The Prototype of Future Knowledge Workers

The following is an except from my 2008 book “Changing Software Development: Learning to be Agile”. I’ve been thinking about this suggestion a lot recently and have a blog post in the works. Hence I thought now would be a good time to share this, it also means I can reference this post in the one that comes next… and who know, I might even rustle up a few sales for the book!

The Prototype of Future Knowledge Workers

Highlighting IT workers as knowledge workers allows us to learn from the existing body of knowledge on the subject. IT workers are not alone; they are knowledge workers and there’s much to learn from other knowledge workers, and from research and literature about knowledge work in general. There’s no need for IT managers (and writers) to re-invent the wheel.

Yet, in another way, the existing literature, research and experience can’t help IT workers and their managers. This is because IT workers, and software developers in particular, are at the cutting edge of knowledge work. In many ways, they’re the prototype of the future knowledge worker; they’re pushing the boundaries of twenty-first century knowledge work.

This occurs because, to paraphrase Karl Marx, software developers control the means of production. Modern knowledge work is enabled by and dependent on information technology: e-mail for communication, web sites for distribution, databases for storage, word processors for writing reports, spreadsheets for analysis – the list is endless! These technologies are created by software developers and used by legions of knowledge workers worldwide. The key difference between software knowledge workers and the others is that other knowledge workers can only use the tools that exist. If a tool doesn’t exist, they can’t use it. Conversely, software developers have the means to create any tool they can imagine.

Consequently, it was a programmer, Ward Cunningham, who invented the Wiki. Programmers Dan Bricklin and Bob Frankston invented the electronic spreadsheet. Even earlier, it was another programmer, Ray Tomlinson, who invented inter-machine e-mail. This doesn’t mean that non-programmers can’t invent electronic tools. Others can invent tools, but for programmers the barriers between imagining a tool and creating the tool are far lower.
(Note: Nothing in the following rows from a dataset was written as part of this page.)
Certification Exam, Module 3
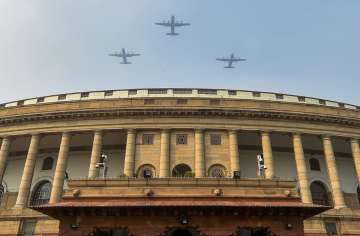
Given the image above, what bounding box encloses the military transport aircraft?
[109,48,141,64]
[216,53,246,68]
[155,16,190,36]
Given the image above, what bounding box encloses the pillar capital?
[126,128,136,134]
[228,129,239,134]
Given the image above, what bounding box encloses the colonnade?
[0,129,360,208]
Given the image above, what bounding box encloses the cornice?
[0,108,360,127]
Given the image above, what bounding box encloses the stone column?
[0,137,11,185]
[88,130,103,179]
[49,132,71,203]
[351,139,360,184]
[124,129,136,177]
[159,129,170,178]
[229,130,240,176]
[261,132,274,179]
[323,136,346,208]
[14,134,40,209]
[195,129,205,178]
[293,133,312,203]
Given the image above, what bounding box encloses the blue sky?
[0,0,360,105]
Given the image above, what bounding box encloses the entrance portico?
[33,178,329,236]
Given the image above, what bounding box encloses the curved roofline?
[0,87,360,109]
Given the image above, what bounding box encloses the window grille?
[210,134,221,145]
[144,99,155,105]
[325,222,338,236]
[31,181,52,206]
[176,134,187,145]
[209,165,226,178]
[142,134,154,145]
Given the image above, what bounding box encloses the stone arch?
[208,164,227,178]
[136,164,156,178]
[310,180,331,206]
[171,163,191,177]
[309,157,321,171]
[29,180,52,206]
[41,156,54,170]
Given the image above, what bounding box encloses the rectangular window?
[58,94,66,100]
[144,99,155,105]
[173,89,192,94]
[105,90,114,97]
[36,97,45,103]
[176,99,187,105]
[298,97,305,102]
[148,89,167,94]
[325,222,338,236]
[276,94,284,99]
[20,220,36,236]
[228,90,236,96]
[210,134,221,145]
[319,99,325,105]
[253,92,261,97]
[80,93,89,98]
[142,134,154,145]
[198,89,217,95]
[128,89,137,95]
[210,99,220,105]
[176,134,187,145]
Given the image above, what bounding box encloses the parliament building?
[0,88,360,236]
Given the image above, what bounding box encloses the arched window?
[0,184,5,205]
[41,157,54,170]
[208,164,226,178]
[136,164,156,178]
[310,181,330,206]
[172,164,191,177]
[30,181,52,206]
[309,158,320,171]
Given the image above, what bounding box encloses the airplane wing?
[174,22,190,27]
[109,53,123,57]
[155,22,171,27]
[125,53,141,57]
[232,58,246,61]
[216,58,231,61]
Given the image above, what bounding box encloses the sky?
[0,0,360,105]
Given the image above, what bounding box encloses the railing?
[0,88,360,110]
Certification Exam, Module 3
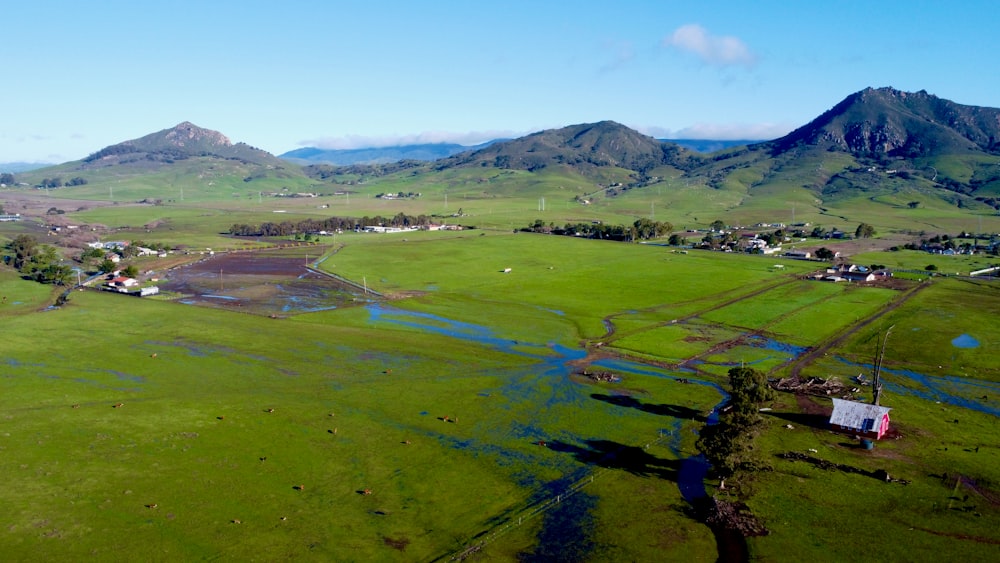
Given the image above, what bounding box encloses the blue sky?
[0,0,1000,162]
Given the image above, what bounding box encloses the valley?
[0,89,1000,561]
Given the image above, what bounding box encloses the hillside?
[9,122,309,194]
[436,121,692,174]
[689,88,1000,215]
[81,121,284,169]
[764,88,1000,158]
[278,140,498,166]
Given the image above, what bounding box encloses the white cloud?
[299,131,526,150]
[663,24,757,67]
[597,41,635,73]
[637,123,795,141]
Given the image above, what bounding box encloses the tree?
[729,367,774,417]
[695,367,774,479]
[8,235,38,272]
[854,223,875,238]
[816,246,837,260]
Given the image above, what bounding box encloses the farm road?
[788,278,931,377]
[601,277,797,344]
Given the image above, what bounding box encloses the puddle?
[837,357,1000,416]
[951,334,979,348]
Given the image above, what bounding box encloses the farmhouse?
[107,276,139,293]
[830,399,891,440]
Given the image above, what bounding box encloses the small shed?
[830,399,891,440]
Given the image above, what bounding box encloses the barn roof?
[830,399,892,431]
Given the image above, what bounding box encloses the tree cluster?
[229,213,431,237]
[521,219,674,242]
[695,367,774,479]
[4,235,72,285]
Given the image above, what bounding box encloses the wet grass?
[0,292,717,560]
[0,233,1000,560]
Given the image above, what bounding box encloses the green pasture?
[843,278,1000,381]
[746,384,1000,561]
[321,231,810,338]
[0,267,57,312]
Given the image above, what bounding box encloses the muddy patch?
[154,250,367,317]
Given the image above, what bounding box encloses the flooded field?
[160,248,370,316]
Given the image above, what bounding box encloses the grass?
[0,177,1000,560]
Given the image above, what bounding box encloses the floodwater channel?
[160,250,368,316]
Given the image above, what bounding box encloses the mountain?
[764,88,1000,158]
[81,121,285,170]
[657,139,760,153]
[0,162,52,173]
[436,121,690,173]
[278,140,497,166]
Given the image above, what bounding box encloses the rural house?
[830,399,891,440]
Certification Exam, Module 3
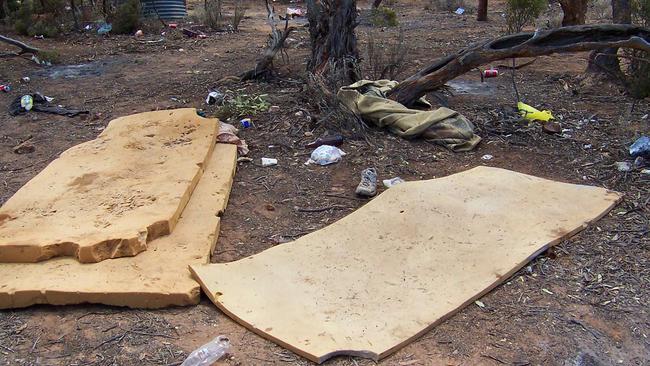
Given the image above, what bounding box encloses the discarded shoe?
[355,168,377,197]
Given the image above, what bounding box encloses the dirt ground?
[0,1,650,366]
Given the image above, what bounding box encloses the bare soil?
[0,0,650,365]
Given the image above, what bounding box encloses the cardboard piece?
[0,144,237,309]
[191,167,621,363]
[0,108,219,263]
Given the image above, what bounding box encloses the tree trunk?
[307,0,360,82]
[388,24,650,106]
[560,0,588,27]
[476,0,488,22]
[587,0,632,78]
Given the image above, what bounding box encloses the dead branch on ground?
[239,0,296,81]
[388,24,650,105]
[0,34,41,56]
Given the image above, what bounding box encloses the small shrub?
[202,0,224,30]
[230,0,246,32]
[217,91,271,119]
[370,6,399,27]
[424,0,470,11]
[14,0,34,36]
[111,0,141,34]
[506,0,548,33]
[27,19,59,38]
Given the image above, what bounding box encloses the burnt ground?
[0,1,650,365]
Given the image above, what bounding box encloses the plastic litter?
[517,102,554,122]
[181,336,230,366]
[239,118,253,128]
[382,177,404,188]
[20,95,34,111]
[262,158,278,166]
[205,90,225,105]
[614,161,632,172]
[97,23,113,34]
[630,136,650,158]
[305,145,345,165]
[305,135,343,149]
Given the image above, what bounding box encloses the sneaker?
[355,168,377,197]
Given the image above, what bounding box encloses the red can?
[481,69,499,81]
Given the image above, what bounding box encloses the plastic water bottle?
[181,336,230,366]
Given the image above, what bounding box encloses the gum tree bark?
[307,0,360,82]
[388,24,650,106]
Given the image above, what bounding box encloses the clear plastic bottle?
[181,336,230,366]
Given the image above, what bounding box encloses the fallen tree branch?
[0,34,41,56]
[388,24,650,106]
[239,0,296,81]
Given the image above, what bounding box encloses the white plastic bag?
[305,145,345,165]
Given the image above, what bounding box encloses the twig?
[294,205,350,212]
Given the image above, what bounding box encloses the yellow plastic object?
[517,102,554,122]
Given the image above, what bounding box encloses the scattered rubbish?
[517,102,553,122]
[542,121,562,134]
[354,168,377,197]
[13,138,36,154]
[239,118,253,128]
[287,7,305,18]
[305,145,345,165]
[31,55,52,66]
[20,95,34,112]
[480,69,499,82]
[262,158,278,166]
[217,121,249,155]
[205,90,225,105]
[614,161,632,172]
[382,177,404,188]
[305,135,343,149]
[630,136,650,158]
[632,156,648,169]
[9,93,89,117]
[181,28,207,38]
[181,336,230,366]
[97,23,113,35]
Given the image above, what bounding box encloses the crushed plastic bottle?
[630,136,650,158]
[305,145,345,165]
[181,336,230,366]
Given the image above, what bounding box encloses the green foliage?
[506,0,548,33]
[14,0,33,36]
[230,0,246,32]
[201,0,224,30]
[370,6,399,27]
[27,19,59,38]
[217,92,271,119]
[112,0,141,34]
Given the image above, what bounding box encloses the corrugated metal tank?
[142,0,187,20]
Lower barriers mean that programmers create many more tools than other types of worker. Some tools fail, while others are very specific to a specific problem, organization or task in hand, but when tools do work it is programmers who get to use them first. In addition, because IT people have had Internet access for far longer than any other group, the propensity to use it to find tools and share new tools is far greater. So tools such as Cunningham’s Wiki were in common use by software developers years before they were used by other knowledge workers.
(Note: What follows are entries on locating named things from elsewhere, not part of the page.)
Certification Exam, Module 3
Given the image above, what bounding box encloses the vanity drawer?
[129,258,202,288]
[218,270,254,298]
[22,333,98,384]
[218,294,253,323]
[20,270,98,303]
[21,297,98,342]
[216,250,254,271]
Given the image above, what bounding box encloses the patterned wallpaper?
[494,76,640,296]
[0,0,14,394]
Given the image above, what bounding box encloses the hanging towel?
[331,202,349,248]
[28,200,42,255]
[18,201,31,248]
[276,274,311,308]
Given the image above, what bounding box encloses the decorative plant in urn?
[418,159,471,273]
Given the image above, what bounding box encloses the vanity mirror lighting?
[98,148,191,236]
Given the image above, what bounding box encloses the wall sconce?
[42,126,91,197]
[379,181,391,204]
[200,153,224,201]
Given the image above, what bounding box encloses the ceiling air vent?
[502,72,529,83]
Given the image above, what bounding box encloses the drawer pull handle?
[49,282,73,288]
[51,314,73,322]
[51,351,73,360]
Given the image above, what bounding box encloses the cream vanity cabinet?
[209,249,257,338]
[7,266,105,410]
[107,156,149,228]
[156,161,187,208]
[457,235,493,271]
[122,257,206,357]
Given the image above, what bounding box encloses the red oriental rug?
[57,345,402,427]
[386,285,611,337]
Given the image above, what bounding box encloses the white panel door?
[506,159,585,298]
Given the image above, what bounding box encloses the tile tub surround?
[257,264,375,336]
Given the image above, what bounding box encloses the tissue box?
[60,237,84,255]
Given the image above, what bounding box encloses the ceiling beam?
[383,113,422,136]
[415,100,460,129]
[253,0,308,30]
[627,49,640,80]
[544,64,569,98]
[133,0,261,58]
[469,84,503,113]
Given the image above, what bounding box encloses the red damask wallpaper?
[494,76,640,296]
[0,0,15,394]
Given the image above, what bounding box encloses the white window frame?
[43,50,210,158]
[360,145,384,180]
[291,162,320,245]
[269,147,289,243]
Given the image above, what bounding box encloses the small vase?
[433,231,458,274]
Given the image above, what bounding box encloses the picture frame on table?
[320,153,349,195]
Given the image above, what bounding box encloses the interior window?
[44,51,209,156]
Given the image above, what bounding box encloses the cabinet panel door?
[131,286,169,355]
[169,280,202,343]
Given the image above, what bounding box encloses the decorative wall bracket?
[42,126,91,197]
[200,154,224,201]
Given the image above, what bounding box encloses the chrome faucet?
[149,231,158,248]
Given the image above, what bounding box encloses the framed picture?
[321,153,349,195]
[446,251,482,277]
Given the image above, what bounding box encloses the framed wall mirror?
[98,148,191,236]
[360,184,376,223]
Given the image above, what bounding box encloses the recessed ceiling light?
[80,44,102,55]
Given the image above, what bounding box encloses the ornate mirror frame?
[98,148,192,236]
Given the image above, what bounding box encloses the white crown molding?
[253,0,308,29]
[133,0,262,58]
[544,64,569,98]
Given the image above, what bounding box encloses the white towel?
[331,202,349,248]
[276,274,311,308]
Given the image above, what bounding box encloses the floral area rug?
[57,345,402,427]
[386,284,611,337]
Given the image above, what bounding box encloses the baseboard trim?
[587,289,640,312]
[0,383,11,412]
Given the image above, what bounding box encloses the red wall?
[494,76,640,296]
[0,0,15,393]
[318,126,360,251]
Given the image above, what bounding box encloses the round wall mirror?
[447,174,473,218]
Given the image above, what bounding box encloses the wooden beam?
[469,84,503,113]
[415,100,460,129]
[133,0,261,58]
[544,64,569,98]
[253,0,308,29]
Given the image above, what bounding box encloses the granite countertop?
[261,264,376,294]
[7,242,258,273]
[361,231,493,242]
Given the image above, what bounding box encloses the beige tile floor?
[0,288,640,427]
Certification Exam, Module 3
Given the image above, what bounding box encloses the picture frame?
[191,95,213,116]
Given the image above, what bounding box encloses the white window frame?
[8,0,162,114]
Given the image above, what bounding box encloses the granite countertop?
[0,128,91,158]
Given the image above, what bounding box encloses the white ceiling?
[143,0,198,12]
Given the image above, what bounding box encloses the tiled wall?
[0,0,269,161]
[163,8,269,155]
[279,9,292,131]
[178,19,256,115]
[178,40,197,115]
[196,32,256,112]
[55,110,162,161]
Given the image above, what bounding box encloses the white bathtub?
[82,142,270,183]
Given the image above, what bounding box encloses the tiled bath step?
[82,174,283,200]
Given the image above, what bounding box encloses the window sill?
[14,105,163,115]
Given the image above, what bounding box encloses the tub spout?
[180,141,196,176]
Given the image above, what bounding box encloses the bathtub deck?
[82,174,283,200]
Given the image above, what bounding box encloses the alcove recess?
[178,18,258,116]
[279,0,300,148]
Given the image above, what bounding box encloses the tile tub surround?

Early Internet access has had other effects too: IT workers were early adopters of remote working, either as individual home workers or as members of remote development teams; IT people are far more likely to turn to the Web for assistance with problems and more likely to find it, because IT information has been stored on the Web since the very beginning.

The net effect of these factors and others means that software developers are often the first to adopt new tools and techniques in their knowledge work. They’re also the first to find problems with such tools and techniques. Consequently, these workers are at the cutting edge of twenty-first century knowledge work; they are the prototype for other knowledge workers. Other knowledge workers, and their managers, can learn from the way in which IT people work today, provided that we recognize these workers as knowledge workers.

From “Changing Software Development: Learning to be Agile” by Allan Kelly, 2008.